I was working in Korea, the capital, exploring the idea of a soul-full persona for a giant retailing enterprise. That story, finding the heart of the family vision that could empower the brilliance of a new idea in sharing the commerce of micro stores, department stores, mega stores — all synced to the beat of a single heart. In any city, there is a wandering — being out, exploring and studying.
Up one old alley, I found a calligrapher, writing. His inks, stones, all lying there — amidst brushes and old newspapers — from the east, the west. And speaking with him — he was almost garbed as a kind of hermit, or tramping Zen master — I asked him about the first stroke. “What about the first stroke?”
With the woman that I was with, the brand manager from the Korean client, she translated — “the first stroke is the whole thing.” In the first stroke, everything in the story begins. The touch of the first stroke suggests the character of the entire composition – that touch, the texture of the movement, the thinking: it’s the beginning of everything. And to the mythic realm, from ancient asian principles of the founding of the world, to the north african and semitic legends — God began things with the one stroke of being.
I was thinking about that, the idea of the beginnings — the first stroke of the idea. Make your mark. Talking with Steve Jobs about his background, when we began to work together — he’d mentioned that it was the calligraphy class that was the most unsettling, the earth shaker — the beginning of the designed idea…

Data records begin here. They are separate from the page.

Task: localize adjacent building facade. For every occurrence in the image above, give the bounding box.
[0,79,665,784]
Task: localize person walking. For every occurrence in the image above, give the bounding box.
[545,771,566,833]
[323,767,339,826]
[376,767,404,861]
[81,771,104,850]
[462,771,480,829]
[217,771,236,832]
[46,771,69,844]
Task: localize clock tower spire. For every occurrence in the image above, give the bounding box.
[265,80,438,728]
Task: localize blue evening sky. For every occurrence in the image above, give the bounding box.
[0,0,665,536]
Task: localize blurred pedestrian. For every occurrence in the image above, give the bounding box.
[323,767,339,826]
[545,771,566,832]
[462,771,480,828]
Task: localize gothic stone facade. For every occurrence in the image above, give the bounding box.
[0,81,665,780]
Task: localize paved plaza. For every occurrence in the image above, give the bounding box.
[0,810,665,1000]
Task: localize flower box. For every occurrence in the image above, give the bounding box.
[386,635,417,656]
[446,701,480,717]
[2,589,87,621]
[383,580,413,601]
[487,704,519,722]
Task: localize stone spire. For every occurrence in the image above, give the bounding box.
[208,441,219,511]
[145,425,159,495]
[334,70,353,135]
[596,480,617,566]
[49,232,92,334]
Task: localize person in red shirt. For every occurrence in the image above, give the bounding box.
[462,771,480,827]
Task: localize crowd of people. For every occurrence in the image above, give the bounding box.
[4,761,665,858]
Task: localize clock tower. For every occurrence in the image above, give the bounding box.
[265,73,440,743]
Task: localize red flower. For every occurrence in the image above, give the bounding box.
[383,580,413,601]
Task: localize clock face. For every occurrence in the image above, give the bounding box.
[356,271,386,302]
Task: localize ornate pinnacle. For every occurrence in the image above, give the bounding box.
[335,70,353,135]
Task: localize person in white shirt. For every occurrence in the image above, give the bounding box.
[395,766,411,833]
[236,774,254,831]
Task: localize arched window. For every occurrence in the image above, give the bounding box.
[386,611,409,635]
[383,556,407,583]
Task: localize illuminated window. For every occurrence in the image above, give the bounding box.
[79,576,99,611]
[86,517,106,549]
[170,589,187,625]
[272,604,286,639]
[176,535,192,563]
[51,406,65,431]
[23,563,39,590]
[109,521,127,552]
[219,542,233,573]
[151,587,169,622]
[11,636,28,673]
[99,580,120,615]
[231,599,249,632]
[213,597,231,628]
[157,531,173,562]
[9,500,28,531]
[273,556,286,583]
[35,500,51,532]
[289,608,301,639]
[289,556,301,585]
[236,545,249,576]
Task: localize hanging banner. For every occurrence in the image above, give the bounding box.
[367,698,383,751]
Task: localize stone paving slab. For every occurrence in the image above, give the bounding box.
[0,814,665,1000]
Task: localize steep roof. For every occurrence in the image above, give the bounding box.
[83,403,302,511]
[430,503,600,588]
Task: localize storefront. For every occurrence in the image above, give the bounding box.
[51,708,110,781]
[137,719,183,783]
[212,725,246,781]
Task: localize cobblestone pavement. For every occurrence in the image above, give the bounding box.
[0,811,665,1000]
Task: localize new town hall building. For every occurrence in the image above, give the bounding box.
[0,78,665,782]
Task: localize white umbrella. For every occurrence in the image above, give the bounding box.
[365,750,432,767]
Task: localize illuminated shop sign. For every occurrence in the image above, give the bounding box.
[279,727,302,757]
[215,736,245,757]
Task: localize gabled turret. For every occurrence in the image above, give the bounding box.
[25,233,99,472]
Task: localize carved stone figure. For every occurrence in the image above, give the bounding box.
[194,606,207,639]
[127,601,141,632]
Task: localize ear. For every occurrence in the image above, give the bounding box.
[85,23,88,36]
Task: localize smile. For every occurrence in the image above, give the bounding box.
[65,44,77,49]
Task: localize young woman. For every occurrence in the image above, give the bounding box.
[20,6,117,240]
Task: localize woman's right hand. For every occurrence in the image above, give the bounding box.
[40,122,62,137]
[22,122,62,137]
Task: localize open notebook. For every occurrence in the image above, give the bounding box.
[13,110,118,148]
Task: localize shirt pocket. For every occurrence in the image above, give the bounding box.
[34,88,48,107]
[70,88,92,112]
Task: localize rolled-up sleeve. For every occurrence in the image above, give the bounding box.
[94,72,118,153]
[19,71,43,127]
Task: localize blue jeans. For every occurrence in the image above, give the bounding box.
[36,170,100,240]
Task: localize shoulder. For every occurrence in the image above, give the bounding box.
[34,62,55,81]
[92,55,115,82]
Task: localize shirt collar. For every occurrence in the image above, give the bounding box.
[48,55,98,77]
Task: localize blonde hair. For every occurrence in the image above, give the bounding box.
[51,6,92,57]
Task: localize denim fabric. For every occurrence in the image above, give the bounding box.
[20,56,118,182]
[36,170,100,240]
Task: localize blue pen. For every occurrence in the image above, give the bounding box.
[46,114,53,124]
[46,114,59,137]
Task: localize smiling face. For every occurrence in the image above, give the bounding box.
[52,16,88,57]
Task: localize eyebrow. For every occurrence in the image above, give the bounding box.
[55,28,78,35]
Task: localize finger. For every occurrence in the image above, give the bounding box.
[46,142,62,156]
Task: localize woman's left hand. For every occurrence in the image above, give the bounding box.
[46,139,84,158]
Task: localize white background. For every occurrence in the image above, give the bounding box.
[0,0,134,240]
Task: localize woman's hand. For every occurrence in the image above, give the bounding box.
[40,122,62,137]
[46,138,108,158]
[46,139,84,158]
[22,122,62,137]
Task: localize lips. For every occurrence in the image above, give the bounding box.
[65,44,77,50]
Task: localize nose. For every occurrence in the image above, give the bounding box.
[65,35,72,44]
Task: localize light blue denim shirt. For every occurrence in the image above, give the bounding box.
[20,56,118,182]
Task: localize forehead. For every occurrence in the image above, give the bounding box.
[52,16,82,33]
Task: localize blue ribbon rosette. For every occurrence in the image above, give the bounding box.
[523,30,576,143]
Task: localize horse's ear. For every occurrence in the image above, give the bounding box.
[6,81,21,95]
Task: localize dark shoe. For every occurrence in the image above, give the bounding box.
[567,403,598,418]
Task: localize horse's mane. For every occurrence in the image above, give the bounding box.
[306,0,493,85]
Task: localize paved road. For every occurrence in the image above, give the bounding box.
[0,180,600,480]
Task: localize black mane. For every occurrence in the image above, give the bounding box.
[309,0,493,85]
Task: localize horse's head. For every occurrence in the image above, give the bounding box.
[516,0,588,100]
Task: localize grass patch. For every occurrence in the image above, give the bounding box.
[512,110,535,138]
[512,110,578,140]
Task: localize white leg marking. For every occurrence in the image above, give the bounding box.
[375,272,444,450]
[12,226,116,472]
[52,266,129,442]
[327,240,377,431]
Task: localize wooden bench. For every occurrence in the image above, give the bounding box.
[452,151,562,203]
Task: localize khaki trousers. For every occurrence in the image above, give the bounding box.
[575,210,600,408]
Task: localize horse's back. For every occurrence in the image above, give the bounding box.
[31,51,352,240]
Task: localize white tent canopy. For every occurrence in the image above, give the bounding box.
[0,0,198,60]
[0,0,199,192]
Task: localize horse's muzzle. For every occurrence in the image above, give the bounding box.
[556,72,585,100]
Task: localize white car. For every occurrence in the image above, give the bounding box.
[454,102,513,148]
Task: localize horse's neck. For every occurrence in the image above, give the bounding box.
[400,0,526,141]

All of us have experiences where what we learn is the most amazing, the most life-changing. A friend suggests another layer to the notion of the first “stroke.”
According to Robert Lane Greene, that beginning stroke, in a manner of allegory, suggests the cartography of a corporate life, “Jobs says that the most important class he took in college (before dropping out) was calligraphy. A designer at heart, he headed the team that launched the first Macintosh computer. As other members of the team worked nights and weekends to make the thing perform better, Jobs demanded tiny changes to the shell, tweaks to bits and bezels that the others could barely see. Beige and boxy as it may seem today, the Mac was a design revelation in 1984. It was the world’s first commercial computer with a screen that looked anything like the way yours does now.”
What I think, in the multiple billion strokes of the relationships to the iApp community — and from there, the beginning — the curious explorations and detailing of the mind of Steve Jobs, his “first strokes,” the dented universe of creative design strategy, Apple brand thinking — and the long trail that has been laid in the momentum since that time.